If you were to take a full pool and flip it upside down and lift it into the air all the water would fall out because the pool area is very large and surface tension is not a strong enough force to prevent air from traveling up the water. With no vacuum there is no way to keep all that water there.

This video has horrible music but illustrates the effect: [https://www.youtube.com/watch?v=65T4ReLkjCg&ab_channel=MocomiKids](https://www.youtube.com/watch?v=65T4ReLkjCg&ab_channel=MocomiKids)

They put a piece of paper to prevent air flow and the water doesn’t fall. If you could do that with a pool it would work. With a straw the surface tension is enough that you don’t need paper to prevent air flow.

Anonymous 0 Comments

What matters more for the straw isn’t the roof, but the sides.  

The reason the straw holds water when one side is covered is because air can’t get in. It can’t get in the sides because of the plastic, it can’t get in the top because of your thumb, and it can’t get in the bottom because of the water.  

So the water “wants” to fall, but it can’t, because when it tries to fall, it is basically creating a vacuum behind it, and water in a straw isn’t heavy enough to beat the vacuum.

You see a smaller version of this whenever you pour water out of, say, a big water bottle. There, the water is heavy enough and the opening on the bottle wide enough to pull against the vacuum and let air slip past. That’s why the water comes out with that distinctive “glug, glug, glug” noice, because it’s letting in a bit of air, which let’s the water temporarily fall more easily.  (And you can test this by poking a hole in the top of the water bottle to let air in from the top. Make a big hole, and the water will flow smoothly out the bottom with no noise or sputtering.)

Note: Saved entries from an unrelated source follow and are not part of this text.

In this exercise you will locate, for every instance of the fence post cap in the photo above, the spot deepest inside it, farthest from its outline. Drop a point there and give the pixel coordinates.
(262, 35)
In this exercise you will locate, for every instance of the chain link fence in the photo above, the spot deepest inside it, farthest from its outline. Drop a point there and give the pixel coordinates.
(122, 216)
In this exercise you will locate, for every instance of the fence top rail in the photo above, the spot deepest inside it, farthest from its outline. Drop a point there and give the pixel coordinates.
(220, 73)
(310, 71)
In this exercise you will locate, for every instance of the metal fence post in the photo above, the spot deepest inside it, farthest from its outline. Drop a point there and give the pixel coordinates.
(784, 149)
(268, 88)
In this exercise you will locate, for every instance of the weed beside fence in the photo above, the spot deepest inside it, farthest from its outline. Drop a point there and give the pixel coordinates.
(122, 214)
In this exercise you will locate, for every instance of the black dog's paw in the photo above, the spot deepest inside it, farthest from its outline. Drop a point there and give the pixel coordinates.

And that’s also why it doesn’t work with bigger bodies of water. Eventually the size of the opening and the weight of the water is so high that the vacuum isn’t enough to stop all movement, even if you do seal the sides.

Anonymous 0 Comments

I fully understand how the water in the straw works, but what is OP trying to describe with the swimming pool?
Swimming pools have bottoms, not tops…

Anonymous 0 Comments

Air pressure and surface tension.

Surface tension helps to keep the water surface together, so it doesn’t bend or distort much on its own. Without surface tension, part of the water could start flowing out. Surface tension mostly acts to provide a surface for the other factor here, air pressure.

Air pressure pushes (effectively) equally on all surfaces of an object: top, bottom, and sides. If you block up the top of the straw, that means that the only place that can feel the atmospheric pressure is the small hole at the bottom of the straw. That pressure, in the right circumstances, can be greater than the weight of the water pushing down.

As a result, you can only make this work if:

1. You don’t have too much water to hold up (because the weight is too great and will overcome surface tension + air pressure)
2. The hole the water can fall through isn’t very big
3. The water is mostly stationary (no internal flow/currents)
4. You close up all holes that aren’t pointing more or less straight down.

It doesn’t work with swimming pool sized things because the water is too heavy, breaking point 1.